Oh well, time for the classic; a mediocre solution, for a mediocre problem. The model ("meta model") that they use to sanitize sanity-check take an "educated" guess at the personal assistant plans not containing anything actively harmful for the users goals (like accidentally emptying their mailbox; the product has to provide some additional value to beat an out of the box *claw solution), can also be used to take a guess at the plans steps.

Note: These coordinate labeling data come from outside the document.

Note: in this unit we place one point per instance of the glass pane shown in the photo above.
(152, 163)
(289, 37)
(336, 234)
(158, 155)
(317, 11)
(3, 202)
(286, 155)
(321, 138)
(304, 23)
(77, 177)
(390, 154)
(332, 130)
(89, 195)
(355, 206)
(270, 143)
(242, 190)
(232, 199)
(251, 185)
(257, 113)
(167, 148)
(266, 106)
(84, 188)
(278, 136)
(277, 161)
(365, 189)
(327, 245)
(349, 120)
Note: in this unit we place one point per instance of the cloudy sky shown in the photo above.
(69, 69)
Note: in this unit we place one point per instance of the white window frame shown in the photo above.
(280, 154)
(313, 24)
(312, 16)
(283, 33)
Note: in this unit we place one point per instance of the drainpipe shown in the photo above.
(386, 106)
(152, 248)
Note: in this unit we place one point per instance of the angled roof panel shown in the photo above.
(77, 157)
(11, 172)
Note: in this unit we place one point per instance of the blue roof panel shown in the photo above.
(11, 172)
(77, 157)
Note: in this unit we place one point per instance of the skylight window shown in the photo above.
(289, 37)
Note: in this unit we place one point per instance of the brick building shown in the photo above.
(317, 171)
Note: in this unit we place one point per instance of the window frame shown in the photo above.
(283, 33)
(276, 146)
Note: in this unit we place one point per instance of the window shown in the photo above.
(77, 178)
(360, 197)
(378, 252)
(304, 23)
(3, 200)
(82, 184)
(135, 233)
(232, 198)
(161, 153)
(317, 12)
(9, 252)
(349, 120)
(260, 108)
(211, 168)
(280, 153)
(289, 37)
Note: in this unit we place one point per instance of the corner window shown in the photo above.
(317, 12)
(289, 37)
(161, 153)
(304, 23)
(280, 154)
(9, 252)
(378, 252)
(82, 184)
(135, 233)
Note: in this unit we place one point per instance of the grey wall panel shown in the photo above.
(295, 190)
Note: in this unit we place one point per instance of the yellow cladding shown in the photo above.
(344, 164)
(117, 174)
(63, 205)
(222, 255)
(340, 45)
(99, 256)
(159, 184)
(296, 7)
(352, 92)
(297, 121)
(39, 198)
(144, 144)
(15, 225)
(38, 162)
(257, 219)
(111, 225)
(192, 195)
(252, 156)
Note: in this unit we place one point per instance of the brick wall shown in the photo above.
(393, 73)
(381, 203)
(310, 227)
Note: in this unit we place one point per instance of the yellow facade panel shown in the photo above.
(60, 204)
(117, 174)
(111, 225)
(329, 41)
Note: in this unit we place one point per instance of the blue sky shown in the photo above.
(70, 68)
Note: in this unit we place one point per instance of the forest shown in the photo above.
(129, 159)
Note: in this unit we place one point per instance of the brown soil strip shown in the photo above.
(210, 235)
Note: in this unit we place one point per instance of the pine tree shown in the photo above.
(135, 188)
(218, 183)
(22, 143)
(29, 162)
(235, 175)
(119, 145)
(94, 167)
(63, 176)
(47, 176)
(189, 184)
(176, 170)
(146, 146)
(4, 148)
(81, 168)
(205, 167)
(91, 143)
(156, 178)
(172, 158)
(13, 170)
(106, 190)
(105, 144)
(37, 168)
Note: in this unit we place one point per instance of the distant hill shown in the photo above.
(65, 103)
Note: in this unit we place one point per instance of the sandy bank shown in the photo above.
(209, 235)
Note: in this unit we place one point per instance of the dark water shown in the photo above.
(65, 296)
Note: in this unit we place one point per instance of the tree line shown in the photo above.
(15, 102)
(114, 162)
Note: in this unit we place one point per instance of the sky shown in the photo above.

Uhh actually what do the frontier labs do about this... idle clicking on Claude chat UI and ChatGPT UI. Right they use their chain-of-thought summarizer maodel to provide a sentence long description of the current thing the AI is doing. They could also do that but then the steps might not actually correlate between the planned step names and the summarized step names. Ugh.

The boss-mans not going to celebrate if the prototype got blocked 5 minutes in by a tradeoff decision...

Guess the meta model could just check against the list of steps every few seconds or so and then update based on what the current state from the CoT of the executor agent looks like. Perhaps have a summarizer in the middle, the summarization was in the backlog anyway. But since it's not done it needs to be skipped today.

Uhh so it's going to be:

- After the execution plan is generated, prompt the model for a simple step-split of the plan

- Periodically feed the execution plan + some of the latest state of the execution agent CoT to the meta model for the meta model to output which step of the plan is being currently executed... preferably the meta model should only output a step id here. So add step-id (preferably descriptive, like price-compare or confirm-purchase) generation to the first part.. ensure they are unique after they have been retrieved from the AI.

Fine enough for a prototype, probably.

And now it's time for some programming. 

Switches to Claude Code terminal. Let Claude Code make it's own plan, see if something is better than in what she came up with, then either merge or go with Vanilla's plan, and let cc write most of the code.